Sahutku sambil tersenyum.
Seketika
semuanya seolah menjadi putih lagi dan kembali hitam. Aku merasakan tubuhku
bergerak. Seketika aku langsung membuka mata dan mengangkat tubuhku. Semua
orang di ruangan ini kaget dan melihatku dengan aneh. Ternyata aku sedang
dikenakan alat bantu pernapasan, aku melepasnya. Mereka mencoba menghentikanku,
"Jangan dulu." Aku tetep melepasnya. Aku mulai bertanya kepada
mereka.
"Ada apa
tadi?"
"Tadi kamu
pingsan, terus kami cek detak jantungmu. Detakannya melemah, kami coba beberapa
cara. Akhirnya kami pake'in alat itu deh." Jawab seorang petugas UKS
"Upacaranya
udah selesai?"
"Udah. Ya
udah, kalau emang mau ke kelas gak papa"
"Ya,
makasih. Maaf udah ngerepotin."
"Iya."
Aku berjalan ke
kelasku dengan lambat. Sesampainya di kelas, aku langsung melihat ke arah
teman-teman. Aku kaget, tempat dudukku dipindah ke depan. Aku mengacuhkannya,
apa boleh buat. Tiba-tiba seseorang berkata pelan, "Biar pinter duduk
depan." Beberapa yang lain malah tertawa. Baru saja aku duduk, seorang
guru masuk ke kelas dan memulai pelajaran. Saat bel istirahat dimulai, hampir seisi kelas meninggalkan kelas ini. Lia mencoba memanggilku,
"Dion." Aku menoleh ke adahnya dan menyahutnya, "Ada apa?".
Dia kembali bertanya, "Kamu gak istirahat?" Aku menjawabnya,
"Ah, gak ah. Udahlah kamu istirahat aja." Dia hanya mengerutkan
dahinya dan langsung pergi meninggalkanku. Aku hanya tersenyum melihatnya.
Gerombolan Amir masuk ke
kelas. Kelas pun terdengar jelas sampai ke luar ruangan. Aku mencoba menyuruh mereka diam dengan berkata, “Shhhttt..” Mereka semua
diam kecuali Amir, wajahnya memerah dan matanya melotot. Dia berteriak.

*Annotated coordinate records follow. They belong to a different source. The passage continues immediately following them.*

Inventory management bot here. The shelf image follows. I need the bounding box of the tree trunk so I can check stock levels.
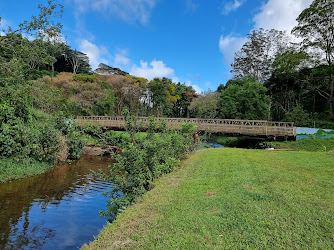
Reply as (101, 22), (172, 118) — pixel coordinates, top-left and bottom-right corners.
(329, 74), (334, 120)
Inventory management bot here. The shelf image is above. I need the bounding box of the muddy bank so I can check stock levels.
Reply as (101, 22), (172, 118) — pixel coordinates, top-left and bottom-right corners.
(82, 146), (117, 156)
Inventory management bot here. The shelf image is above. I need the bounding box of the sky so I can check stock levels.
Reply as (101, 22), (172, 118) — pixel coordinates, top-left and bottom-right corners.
(0, 0), (312, 93)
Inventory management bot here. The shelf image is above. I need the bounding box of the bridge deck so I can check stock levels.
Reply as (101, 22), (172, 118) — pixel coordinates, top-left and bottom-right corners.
(76, 116), (296, 138)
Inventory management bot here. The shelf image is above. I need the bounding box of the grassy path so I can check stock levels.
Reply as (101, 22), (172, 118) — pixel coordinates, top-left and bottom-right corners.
(85, 148), (334, 249)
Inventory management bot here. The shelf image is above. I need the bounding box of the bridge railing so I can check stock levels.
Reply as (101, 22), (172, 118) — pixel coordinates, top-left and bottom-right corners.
(76, 116), (296, 137)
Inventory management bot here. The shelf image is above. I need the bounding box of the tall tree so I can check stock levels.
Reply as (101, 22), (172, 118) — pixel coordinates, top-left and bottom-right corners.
(219, 79), (269, 120)
(148, 77), (180, 116)
(231, 29), (289, 82)
(292, 0), (334, 119)
(172, 83), (197, 117)
(189, 91), (220, 118)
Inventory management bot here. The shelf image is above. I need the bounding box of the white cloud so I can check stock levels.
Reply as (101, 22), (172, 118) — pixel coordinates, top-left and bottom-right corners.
(219, 0), (312, 65)
(186, 0), (199, 13)
(185, 80), (203, 94)
(79, 39), (109, 69)
(75, 0), (158, 24)
(205, 82), (212, 88)
(130, 60), (174, 81)
(219, 35), (247, 65)
(115, 49), (131, 68)
(253, 0), (313, 32)
(0, 18), (9, 36)
(0, 18), (9, 29)
(222, 0), (245, 15)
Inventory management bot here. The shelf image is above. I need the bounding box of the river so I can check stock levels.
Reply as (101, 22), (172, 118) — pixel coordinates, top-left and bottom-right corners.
(0, 157), (112, 249)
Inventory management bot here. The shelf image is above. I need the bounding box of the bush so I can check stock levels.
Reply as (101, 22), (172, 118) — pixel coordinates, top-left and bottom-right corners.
(99, 117), (197, 220)
(73, 74), (96, 82)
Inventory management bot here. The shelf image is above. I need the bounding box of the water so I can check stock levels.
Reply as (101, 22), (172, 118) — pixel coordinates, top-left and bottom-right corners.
(296, 135), (334, 141)
(0, 157), (112, 249)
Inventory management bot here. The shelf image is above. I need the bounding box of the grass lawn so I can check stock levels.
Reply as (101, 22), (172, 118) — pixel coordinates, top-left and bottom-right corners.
(84, 148), (334, 249)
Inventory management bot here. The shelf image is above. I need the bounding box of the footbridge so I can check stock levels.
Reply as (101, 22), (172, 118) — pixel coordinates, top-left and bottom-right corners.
(76, 116), (296, 140)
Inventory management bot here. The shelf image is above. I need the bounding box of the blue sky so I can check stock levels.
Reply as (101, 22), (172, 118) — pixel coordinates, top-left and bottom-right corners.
(0, 0), (312, 92)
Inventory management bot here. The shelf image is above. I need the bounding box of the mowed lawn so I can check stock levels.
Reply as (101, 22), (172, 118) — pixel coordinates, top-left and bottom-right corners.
(85, 148), (334, 249)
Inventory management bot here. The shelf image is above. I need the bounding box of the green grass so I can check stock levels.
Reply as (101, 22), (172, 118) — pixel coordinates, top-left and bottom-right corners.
(84, 148), (334, 249)
(0, 158), (53, 183)
(271, 137), (334, 152)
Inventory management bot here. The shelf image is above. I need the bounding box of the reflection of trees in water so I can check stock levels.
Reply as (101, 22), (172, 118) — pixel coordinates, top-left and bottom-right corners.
(0, 157), (112, 249)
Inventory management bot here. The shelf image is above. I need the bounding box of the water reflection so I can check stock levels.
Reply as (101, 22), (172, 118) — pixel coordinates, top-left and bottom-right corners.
(0, 157), (112, 249)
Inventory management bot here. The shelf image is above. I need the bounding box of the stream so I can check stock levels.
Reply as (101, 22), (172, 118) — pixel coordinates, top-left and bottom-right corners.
(0, 156), (113, 249)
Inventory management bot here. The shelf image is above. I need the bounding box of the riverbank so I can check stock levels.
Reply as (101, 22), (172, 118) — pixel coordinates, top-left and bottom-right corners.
(83, 148), (334, 249)
(0, 158), (54, 184)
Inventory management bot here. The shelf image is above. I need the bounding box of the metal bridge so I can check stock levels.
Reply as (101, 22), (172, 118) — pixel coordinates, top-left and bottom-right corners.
(76, 116), (296, 140)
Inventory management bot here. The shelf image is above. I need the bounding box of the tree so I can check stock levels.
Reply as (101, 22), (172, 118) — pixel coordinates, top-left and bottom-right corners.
(172, 83), (197, 117)
(189, 91), (219, 118)
(231, 29), (289, 82)
(292, 0), (334, 119)
(67, 50), (89, 74)
(218, 79), (269, 120)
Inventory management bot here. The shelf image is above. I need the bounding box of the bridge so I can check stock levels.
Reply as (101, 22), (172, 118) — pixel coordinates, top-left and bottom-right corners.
(76, 116), (296, 140)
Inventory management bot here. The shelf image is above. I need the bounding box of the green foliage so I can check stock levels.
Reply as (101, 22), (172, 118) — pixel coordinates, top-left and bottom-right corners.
(73, 74), (96, 82)
(273, 137), (334, 152)
(95, 115), (197, 219)
(83, 148), (334, 250)
(284, 105), (310, 127)
(219, 79), (269, 120)
(148, 77), (180, 116)
(189, 92), (220, 118)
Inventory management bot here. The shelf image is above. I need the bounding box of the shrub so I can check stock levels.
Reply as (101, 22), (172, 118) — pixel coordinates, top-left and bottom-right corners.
(99, 116), (197, 220)
(73, 74), (96, 82)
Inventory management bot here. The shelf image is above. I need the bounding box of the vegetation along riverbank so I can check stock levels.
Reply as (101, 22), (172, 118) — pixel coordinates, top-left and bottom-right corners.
(83, 148), (334, 249)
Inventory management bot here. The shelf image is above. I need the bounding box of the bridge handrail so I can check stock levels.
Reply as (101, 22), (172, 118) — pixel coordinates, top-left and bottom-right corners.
(77, 116), (294, 128)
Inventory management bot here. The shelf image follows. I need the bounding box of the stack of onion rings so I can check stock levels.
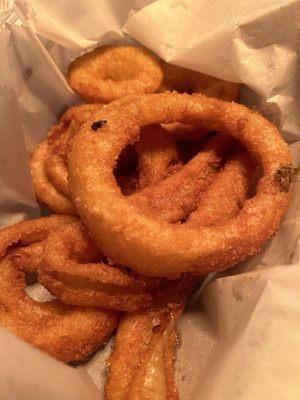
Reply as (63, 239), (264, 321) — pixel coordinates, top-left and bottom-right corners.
(39, 222), (160, 311)
(5, 42), (293, 400)
(105, 153), (252, 400)
(0, 216), (118, 362)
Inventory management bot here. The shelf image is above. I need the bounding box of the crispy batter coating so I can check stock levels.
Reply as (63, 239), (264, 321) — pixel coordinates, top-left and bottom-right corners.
(39, 222), (160, 311)
(30, 139), (76, 214)
(68, 93), (292, 277)
(68, 46), (163, 103)
(129, 135), (231, 223)
(160, 63), (239, 140)
(105, 276), (197, 400)
(0, 216), (118, 362)
(105, 152), (252, 400)
(30, 104), (101, 214)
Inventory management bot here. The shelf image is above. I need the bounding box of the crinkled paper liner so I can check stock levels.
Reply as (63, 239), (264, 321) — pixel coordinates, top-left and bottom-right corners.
(0, 0), (300, 400)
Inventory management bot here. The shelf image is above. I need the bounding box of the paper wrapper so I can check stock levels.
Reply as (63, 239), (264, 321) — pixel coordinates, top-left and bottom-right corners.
(0, 0), (300, 400)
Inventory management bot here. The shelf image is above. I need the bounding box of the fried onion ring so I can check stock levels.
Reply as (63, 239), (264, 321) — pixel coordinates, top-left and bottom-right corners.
(30, 104), (101, 214)
(30, 139), (76, 214)
(129, 135), (231, 223)
(160, 63), (239, 141)
(0, 216), (118, 362)
(105, 153), (252, 400)
(68, 46), (163, 103)
(186, 152), (253, 226)
(68, 93), (292, 277)
(105, 276), (197, 400)
(135, 125), (180, 189)
(39, 222), (159, 311)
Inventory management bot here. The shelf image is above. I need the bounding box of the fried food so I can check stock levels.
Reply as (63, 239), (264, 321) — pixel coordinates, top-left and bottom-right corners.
(186, 151), (254, 226)
(105, 276), (198, 400)
(68, 46), (163, 103)
(68, 93), (292, 277)
(30, 104), (100, 215)
(135, 125), (181, 189)
(129, 135), (231, 223)
(30, 139), (76, 214)
(105, 152), (252, 400)
(0, 216), (119, 362)
(39, 222), (160, 311)
(160, 63), (239, 140)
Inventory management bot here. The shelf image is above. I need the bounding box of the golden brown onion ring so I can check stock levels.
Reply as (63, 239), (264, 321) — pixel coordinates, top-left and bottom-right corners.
(68, 46), (163, 103)
(129, 135), (232, 223)
(30, 139), (76, 214)
(135, 125), (180, 189)
(39, 222), (159, 311)
(186, 152), (253, 226)
(68, 93), (292, 277)
(105, 153), (252, 400)
(0, 216), (118, 362)
(160, 63), (239, 141)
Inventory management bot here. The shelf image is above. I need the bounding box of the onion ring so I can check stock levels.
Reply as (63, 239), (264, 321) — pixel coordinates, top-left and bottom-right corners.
(0, 216), (118, 362)
(68, 46), (163, 103)
(186, 152), (253, 226)
(30, 139), (76, 214)
(105, 153), (252, 400)
(68, 93), (292, 277)
(129, 135), (231, 223)
(39, 222), (160, 311)
(30, 104), (101, 214)
(160, 63), (239, 141)
(135, 125), (180, 189)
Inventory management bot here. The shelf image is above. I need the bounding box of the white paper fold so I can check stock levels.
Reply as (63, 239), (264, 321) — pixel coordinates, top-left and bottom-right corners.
(0, 0), (300, 400)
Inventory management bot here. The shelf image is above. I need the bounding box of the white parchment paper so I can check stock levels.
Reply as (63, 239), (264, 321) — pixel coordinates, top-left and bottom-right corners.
(0, 0), (300, 400)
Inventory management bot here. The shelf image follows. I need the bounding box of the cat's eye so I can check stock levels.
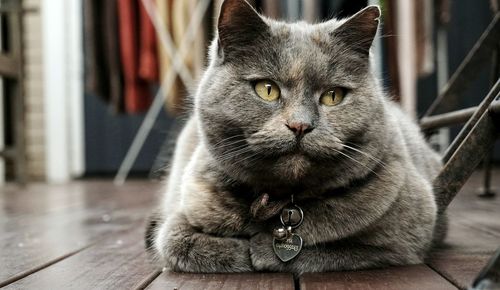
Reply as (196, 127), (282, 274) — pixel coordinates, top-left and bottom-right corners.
(254, 80), (280, 102)
(319, 87), (344, 106)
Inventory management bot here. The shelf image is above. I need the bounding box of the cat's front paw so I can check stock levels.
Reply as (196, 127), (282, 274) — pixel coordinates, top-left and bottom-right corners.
(250, 233), (285, 271)
(159, 213), (253, 273)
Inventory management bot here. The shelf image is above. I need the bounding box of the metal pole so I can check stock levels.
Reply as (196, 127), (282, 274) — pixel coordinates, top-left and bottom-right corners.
(114, 0), (210, 185)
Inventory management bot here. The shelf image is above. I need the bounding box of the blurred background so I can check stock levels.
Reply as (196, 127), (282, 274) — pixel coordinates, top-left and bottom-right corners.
(0, 0), (500, 184)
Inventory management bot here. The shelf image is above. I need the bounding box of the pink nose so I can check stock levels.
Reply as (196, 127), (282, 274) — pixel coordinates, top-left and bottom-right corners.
(285, 122), (314, 137)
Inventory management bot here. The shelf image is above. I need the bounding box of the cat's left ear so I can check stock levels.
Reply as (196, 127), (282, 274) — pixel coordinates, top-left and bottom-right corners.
(332, 6), (381, 55)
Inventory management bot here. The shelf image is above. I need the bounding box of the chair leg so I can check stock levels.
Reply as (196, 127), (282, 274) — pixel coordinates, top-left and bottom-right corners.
(478, 150), (495, 198)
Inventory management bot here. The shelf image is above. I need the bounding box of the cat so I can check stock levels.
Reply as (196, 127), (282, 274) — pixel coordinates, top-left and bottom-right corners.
(146, 0), (445, 274)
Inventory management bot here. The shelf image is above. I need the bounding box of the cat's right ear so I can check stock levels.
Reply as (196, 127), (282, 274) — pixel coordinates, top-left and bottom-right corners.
(217, 0), (269, 59)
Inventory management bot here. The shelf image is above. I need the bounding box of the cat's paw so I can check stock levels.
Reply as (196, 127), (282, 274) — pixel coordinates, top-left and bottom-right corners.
(159, 215), (253, 273)
(250, 233), (285, 271)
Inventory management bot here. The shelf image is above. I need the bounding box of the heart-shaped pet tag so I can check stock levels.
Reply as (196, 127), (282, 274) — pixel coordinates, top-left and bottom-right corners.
(273, 234), (302, 262)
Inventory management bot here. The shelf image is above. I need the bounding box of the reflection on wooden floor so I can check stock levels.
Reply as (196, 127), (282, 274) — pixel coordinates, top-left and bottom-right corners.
(0, 169), (500, 290)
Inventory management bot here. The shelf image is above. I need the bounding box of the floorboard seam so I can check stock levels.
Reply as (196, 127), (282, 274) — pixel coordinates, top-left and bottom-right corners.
(451, 215), (500, 238)
(425, 263), (462, 289)
(0, 244), (93, 288)
(292, 275), (302, 290)
(134, 271), (163, 290)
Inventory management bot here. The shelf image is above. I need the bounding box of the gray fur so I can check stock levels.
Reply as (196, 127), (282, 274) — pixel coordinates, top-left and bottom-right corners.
(148, 0), (443, 273)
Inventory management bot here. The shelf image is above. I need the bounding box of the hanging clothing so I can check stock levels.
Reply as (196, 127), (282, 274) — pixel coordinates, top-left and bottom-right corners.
(117, 0), (152, 113)
(138, 1), (159, 83)
(83, 0), (124, 113)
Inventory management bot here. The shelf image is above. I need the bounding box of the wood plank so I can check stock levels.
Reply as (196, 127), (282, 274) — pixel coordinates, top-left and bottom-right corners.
(0, 182), (157, 286)
(5, 223), (155, 289)
(428, 211), (500, 289)
(300, 265), (456, 290)
(429, 252), (492, 289)
(146, 272), (294, 290)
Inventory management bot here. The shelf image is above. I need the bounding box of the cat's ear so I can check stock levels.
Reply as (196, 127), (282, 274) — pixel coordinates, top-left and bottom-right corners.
(332, 6), (380, 55)
(217, 0), (269, 57)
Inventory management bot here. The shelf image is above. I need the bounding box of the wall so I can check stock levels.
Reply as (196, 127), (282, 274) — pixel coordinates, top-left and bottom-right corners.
(23, 0), (45, 180)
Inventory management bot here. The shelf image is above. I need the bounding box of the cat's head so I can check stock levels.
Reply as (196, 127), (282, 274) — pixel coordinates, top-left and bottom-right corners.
(195, 0), (382, 186)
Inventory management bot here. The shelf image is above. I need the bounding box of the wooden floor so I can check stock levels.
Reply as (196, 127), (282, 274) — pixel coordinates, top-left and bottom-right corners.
(0, 170), (500, 290)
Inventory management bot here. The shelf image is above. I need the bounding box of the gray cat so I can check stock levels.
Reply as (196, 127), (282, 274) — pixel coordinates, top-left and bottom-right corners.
(146, 0), (444, 274)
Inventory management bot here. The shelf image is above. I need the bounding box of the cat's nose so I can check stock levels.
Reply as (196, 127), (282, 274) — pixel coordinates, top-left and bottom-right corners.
(285, 122), (314, 137)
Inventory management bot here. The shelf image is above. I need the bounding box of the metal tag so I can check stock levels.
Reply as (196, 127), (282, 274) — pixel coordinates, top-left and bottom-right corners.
(273, 234), (302, 262)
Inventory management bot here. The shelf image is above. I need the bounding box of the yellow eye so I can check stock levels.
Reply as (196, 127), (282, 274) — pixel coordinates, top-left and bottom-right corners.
(254, 80), (280, 102)
(319, 88), (344, 106)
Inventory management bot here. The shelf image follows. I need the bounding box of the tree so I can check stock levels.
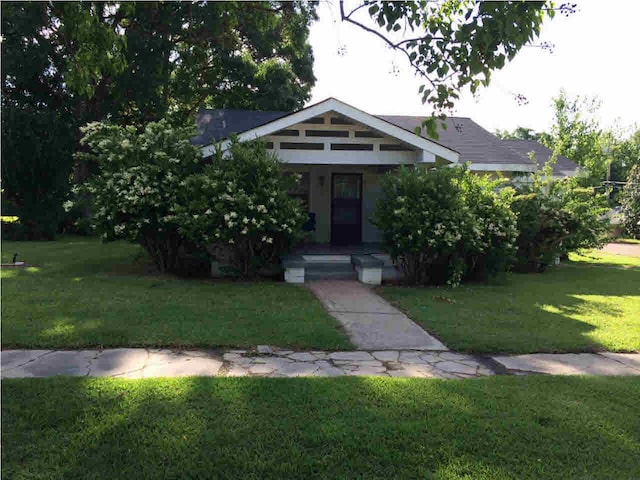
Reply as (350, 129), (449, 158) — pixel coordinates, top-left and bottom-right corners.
(340, 0), (564, 137)
(542, 90), (611, 183)
(540, 91), (640, 185)
(621, 165), (640, 238)
(1, 1), (316, 236)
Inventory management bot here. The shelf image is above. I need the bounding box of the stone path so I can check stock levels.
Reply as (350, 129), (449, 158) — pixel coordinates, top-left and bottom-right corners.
(602, 242), (640, 257)
(493, 352), (640, 375)
(0, 345), (640, 378)
(308, 280), (447, 350)
(0, 345), (494, 378)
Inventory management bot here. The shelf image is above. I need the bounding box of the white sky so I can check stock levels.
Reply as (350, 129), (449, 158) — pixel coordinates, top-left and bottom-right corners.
(310, 0), (640, 135)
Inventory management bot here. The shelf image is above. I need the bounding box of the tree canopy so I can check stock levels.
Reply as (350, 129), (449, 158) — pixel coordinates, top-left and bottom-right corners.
(1, 1), (316, 237)
(340, 0), (564, 137)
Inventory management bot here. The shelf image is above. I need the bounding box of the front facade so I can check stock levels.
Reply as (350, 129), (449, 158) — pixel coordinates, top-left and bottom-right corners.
(195, 98), (580, 245)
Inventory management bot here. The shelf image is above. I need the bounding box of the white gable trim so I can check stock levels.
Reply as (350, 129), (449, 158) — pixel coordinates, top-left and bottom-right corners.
(202, 98), (459, 163)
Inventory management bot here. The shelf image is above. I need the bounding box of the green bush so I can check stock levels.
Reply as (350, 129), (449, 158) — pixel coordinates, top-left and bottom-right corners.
(372, 167), (517, 285)
(621, 165), (640, 239)
(175, 140), (306, 278)
(2, 102), (77, 240)
(75, 120), (203, 272)
(511, 169), (608, 272)
(77, 120), (304, 278)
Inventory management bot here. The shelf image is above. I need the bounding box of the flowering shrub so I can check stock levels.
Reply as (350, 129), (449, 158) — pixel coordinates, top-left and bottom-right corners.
(373, 167), (517, 285)
(75, 120), (304, 277)
(620, 165), (640, 238)
(512, 169), (608, 272)
(76, 120), (202, 272)
(175, 140), (306, 278)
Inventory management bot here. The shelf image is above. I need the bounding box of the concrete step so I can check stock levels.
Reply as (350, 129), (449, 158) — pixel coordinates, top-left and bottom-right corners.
(304, 270), (358, 282)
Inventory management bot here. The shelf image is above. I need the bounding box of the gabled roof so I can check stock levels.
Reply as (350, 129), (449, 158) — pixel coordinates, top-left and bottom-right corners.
(199, 98), (459, 163)
(192, 98), (579, 176)
(191, 108), (291, 146)
(503, 139), (580, 177)
(380, 115), (536, 172)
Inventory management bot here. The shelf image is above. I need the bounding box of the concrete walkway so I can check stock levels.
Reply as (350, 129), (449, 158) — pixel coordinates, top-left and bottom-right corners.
(308, 280), (447, 350)
(602, 242), (640, 257)
(0, 345), (640, 379)
(0, 345), (494, 378)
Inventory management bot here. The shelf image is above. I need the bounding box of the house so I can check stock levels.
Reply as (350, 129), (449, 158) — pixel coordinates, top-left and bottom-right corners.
(193, 98), (575, 284)
(502, 139), (580, 179)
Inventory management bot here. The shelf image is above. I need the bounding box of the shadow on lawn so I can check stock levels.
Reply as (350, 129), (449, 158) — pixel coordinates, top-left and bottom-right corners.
(2, 377), (640, 479)
(382, 263), (640, 353)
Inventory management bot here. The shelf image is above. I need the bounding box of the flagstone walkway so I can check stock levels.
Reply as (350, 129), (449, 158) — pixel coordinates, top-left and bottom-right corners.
(0, 345), (640, 379)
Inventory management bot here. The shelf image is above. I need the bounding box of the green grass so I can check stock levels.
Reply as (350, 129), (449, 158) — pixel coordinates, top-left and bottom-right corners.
(611, 238), (640, 245)
(380, 253), (640, 353)
(2, 377), (640, 480)
(2, 237), (353, 349)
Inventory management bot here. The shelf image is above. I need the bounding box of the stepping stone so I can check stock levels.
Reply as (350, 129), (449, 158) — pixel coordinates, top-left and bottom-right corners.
(288, 352), (318, 362)
(329, 352), (373, 360)
(493, 353), (640, 375)
(226, 365), (248, 377)
(371, 350), (399, 362)
(91, 348), (149, 377)
(144, 355), (222, 378)
(276, 362), (318, 377)
(2, 350), (99, 378)
(434, 361), (478, 375)
(249, 363), (276, 375)
(347, 367), (388, 377)
(0, 350), (53, 373)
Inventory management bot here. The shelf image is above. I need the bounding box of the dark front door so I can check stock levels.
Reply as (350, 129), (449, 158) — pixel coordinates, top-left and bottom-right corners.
(331, 173), (362, 245)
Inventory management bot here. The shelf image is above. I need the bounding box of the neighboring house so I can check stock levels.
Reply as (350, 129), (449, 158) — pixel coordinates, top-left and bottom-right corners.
(193, 98), (575, 245)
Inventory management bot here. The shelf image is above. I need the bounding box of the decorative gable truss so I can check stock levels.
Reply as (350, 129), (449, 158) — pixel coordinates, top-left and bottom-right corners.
(202, 98), (459, 165)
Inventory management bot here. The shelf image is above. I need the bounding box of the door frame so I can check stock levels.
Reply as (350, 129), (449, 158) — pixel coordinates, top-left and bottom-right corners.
(329, 172), (364, 245)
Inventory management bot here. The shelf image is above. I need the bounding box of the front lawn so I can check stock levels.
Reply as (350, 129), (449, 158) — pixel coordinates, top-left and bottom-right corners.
(380, 253), (640, 353)
(2, 377), (640, 480)
(2, 237), (353, 349)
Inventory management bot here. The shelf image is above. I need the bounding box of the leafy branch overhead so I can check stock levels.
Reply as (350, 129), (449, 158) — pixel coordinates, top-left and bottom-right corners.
(340, 0), (575, 137)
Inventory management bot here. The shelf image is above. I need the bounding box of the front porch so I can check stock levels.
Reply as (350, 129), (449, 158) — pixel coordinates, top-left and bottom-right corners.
(282, 243), (398, 285)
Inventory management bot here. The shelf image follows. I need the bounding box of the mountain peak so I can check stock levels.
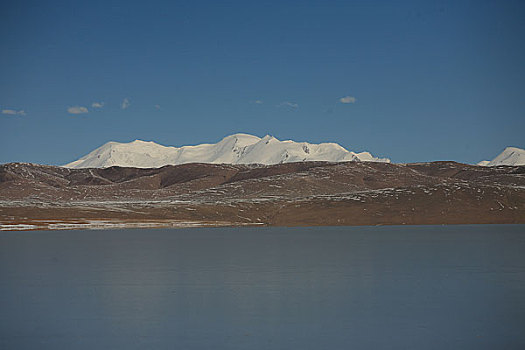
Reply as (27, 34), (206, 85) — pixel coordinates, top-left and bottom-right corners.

“Kok bisa ada orang bodoh masuk sekolah ini ya?”
Seisi kelas
terdiam.
Aku langsung
terkaget. Aku menggebrak meja, berdiri dan berteriak,
“Aaahh!” Semua orang di dalam kelas terdiam, kelas terdengar hening. Aku
berjalan keluar dan anak-anak yang mengejeknya langsung tertawa. Sempat aku terdiam di luar. Aku ingat kata-kata seseorang tadi saat aku
tak sadarkan diri. Aku mencoba meredam emosiku. Aku melihat guru Bahasa Indonesia sedang berjalan mendekatiku,
ia berbicara padaku dan aku menceritakan semuanya. Aku dan guru itu masuk ke
dalam kelas. Aku melihat Amir menatap ke arahku sambil memperlihatkan senyum yang mencurigakan. Saat
pelajaran selesai, Lia berjalan ke arahku. Ia duduk di sebelahku
dan memanggilku.
“Yon, kamu tadi kenapa
sih?”
“Gak papa kok. Maaf ya,
udah bikin kalian gak enak gara-gara aku.”
“Gak enak gimana sih?”
Tanya Lia dengan bingungan dan tawa kecil
“Yah.. Aku jadi beban gitu di kelas ini.”
“Yaelah, beban apa lagi
sih? Udah. Jangan peduliin kata mereka. Kalau kamu emang butuh bantuan, bilang
ke aku aja. Ya.. ya..?”
Gerombolan Amir kembali
mendekatiku. Sepertinya mereka belum puas mengejekku tadi.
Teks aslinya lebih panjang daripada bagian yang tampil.